When dapper Canadian Mark Carney imported the policy of "forward guidance" to the Bank of England last summer, the idea was to reassure investors – and the public – over interest rates.

"Fear not for your mortgages!" they may have said, to paraphrase. "We promise that we will not raise rates until unemployment falls to seven per cent or below – at least not unless some really weird stuff happens like super-inflation or whatever."

Back then, in August, when the sun was shining and the days were long, unemployment was around 7.7 per cent and hadn’t been below the seven per cent mark for four and a half years.

All good. Kind of.

Except that unemployment has tumbled since. Thus, the unintended consequence of forward guidance has been to force the Bank’s senior rate-setters into a string of vehement denials that monetary tightening is imminent.

"Members saw no immediate need to raise Bank Rate even if the seven per cent unemployment threshold were to be reached in the near future," it says in the minutes of its latest meeting, released today.

The problem is this – folk don’t believe them.
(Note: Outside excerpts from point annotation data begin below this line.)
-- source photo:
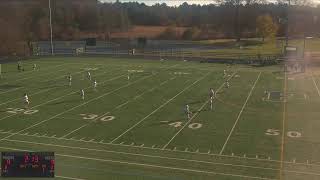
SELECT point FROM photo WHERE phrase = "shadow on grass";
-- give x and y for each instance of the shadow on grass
(6, 87)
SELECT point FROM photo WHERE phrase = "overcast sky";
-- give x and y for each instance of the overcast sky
(174, 2)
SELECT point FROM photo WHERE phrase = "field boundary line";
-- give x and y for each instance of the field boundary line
(64, 177)
(240, 113)
(82, 104)
(45, 74)
(29, 72)
(150, 165)
(161, 106)
(187, 123)
(161, 157)
(150, 148)
(283, 125)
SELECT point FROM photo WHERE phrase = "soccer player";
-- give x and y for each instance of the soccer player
(187, 110)
(82, 94)
(212, 96)
(70, 79)
(95, 84)
(89, 75)
(211, 102)
(227, 84)
(212, 93)
(26, 100)
(19, 66)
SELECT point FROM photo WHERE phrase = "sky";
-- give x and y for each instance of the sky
(175, 2)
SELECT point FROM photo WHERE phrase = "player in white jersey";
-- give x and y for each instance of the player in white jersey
(227, 84)
(89, 75)
(212, 96)
(211, 102)
(82, 94)
(95, 84)
(26, 100)
(187, 110)
(70, 79)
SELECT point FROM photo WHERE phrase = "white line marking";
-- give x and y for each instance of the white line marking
(153, 147)
(122, 105)
(64, 177)
(236, 122)
(199, 110)
(164, 104)
(62, 97)
(315, 84)
(41, 122)
(11, 90)
(74, 131)
(151, 165)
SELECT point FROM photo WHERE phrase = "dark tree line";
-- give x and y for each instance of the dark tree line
(24, 21)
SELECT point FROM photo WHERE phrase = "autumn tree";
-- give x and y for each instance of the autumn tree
(266, 28)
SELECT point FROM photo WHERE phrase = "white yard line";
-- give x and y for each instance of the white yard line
(315, 84)
(199, 110)
(74, 131)
(64, 177)
(29, 94)
(119, 106)
(105, 94)
(38, 75)
(164, 104)
(73, 92)
(11, 90)
(149, 148)
(28, 72)
(99, 74)
(239, 115)
(150, 165)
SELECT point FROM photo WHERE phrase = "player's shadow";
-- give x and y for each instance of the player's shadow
(161, 123)
(8, 86)
(64, 101)
(195, 102)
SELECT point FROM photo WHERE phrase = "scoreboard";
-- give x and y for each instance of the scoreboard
(27, 164)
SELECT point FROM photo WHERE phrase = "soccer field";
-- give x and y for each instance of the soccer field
(264, 126)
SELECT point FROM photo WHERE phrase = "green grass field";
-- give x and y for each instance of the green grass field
(137, 130)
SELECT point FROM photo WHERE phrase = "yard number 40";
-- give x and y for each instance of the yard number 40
(104, 118)
(276, 132)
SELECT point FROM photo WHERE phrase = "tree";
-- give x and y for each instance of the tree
(266, 28)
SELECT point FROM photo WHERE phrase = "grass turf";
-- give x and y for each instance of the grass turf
(137, 129)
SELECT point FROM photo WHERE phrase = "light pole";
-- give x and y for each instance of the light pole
(287, 30)
(50, 20)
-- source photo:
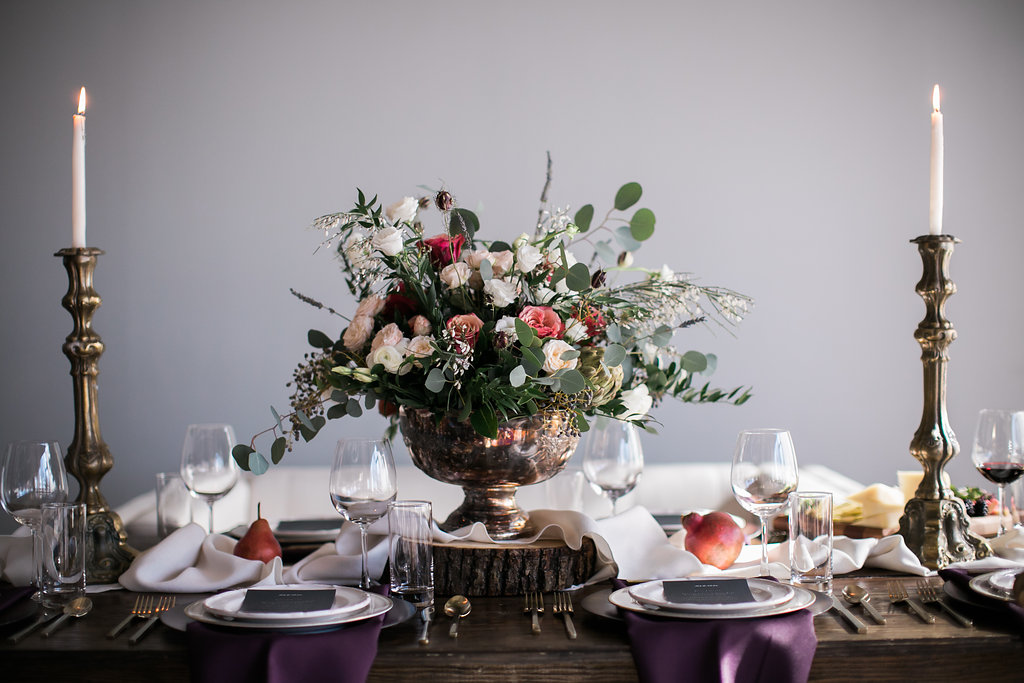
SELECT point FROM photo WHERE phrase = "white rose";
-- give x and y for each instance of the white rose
(420, 326)
(389, 335)
(553, 360)
(402, 211)
(389, 356)
(388, 241)
(357, 333)
(456, 274)
(501, 293)
(637, 402)
(370, 306)
(527, 257)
Carney & Co. could storm up and down Threadneedle Street waving placards saying "NO RATE HIKES", and still expectations would keep rising that – as the economy returns to something like "normal" – the normalisation of interest rates must be around the corner.
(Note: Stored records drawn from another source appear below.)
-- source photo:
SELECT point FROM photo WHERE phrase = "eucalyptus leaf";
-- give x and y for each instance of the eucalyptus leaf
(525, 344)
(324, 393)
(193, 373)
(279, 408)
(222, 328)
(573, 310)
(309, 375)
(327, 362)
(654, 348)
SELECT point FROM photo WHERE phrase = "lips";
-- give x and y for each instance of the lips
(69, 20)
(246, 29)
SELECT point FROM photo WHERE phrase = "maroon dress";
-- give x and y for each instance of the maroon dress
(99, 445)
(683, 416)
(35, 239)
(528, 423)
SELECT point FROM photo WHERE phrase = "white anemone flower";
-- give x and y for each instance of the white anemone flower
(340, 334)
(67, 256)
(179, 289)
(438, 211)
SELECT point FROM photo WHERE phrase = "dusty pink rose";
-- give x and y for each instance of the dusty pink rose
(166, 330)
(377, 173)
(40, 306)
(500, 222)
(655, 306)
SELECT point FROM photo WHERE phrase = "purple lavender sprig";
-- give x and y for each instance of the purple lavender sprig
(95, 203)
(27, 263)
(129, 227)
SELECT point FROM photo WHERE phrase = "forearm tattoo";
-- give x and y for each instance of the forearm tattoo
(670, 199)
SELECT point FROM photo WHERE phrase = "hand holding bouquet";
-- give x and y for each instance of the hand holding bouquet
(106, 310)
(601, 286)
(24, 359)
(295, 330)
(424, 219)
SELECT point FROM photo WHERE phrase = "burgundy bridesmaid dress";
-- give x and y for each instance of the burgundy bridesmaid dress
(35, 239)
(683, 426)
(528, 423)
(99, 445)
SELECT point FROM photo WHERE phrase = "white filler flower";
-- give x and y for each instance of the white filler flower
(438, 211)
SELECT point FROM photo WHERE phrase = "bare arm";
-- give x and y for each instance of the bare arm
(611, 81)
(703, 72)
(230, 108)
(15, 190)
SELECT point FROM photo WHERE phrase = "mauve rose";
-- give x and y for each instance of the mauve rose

Over half of people expect interest rates to rise over the next 12 months, according to a Markit survey published today. This figure is now up to 57 per cent – and after today’s positive news on unemployment, who’s to say that two-thirds of Brits won’t soon believe that a rate hike is coming this year?

City investors are arguably even more convinced, with sterling continuing to climb (up from $1.49 last summer to nearly $1.66 today) and UK guilt yields following suit.

"The market is now pricing in the chance of a rate hike this year, and is essentially calling the Bank’s bluff once again," commented forex analyst Kathleen Brooks this morning.

"If the Bank believes that there are upside risks to its growth forecast and unemployment is falling sharply, why would it hold off from raising rates?"

It’s a good question. The Bank may stubbornly refuse to budge for a while yet, but if growth hits the levels predicted for this year, it’ll have to give in eventually.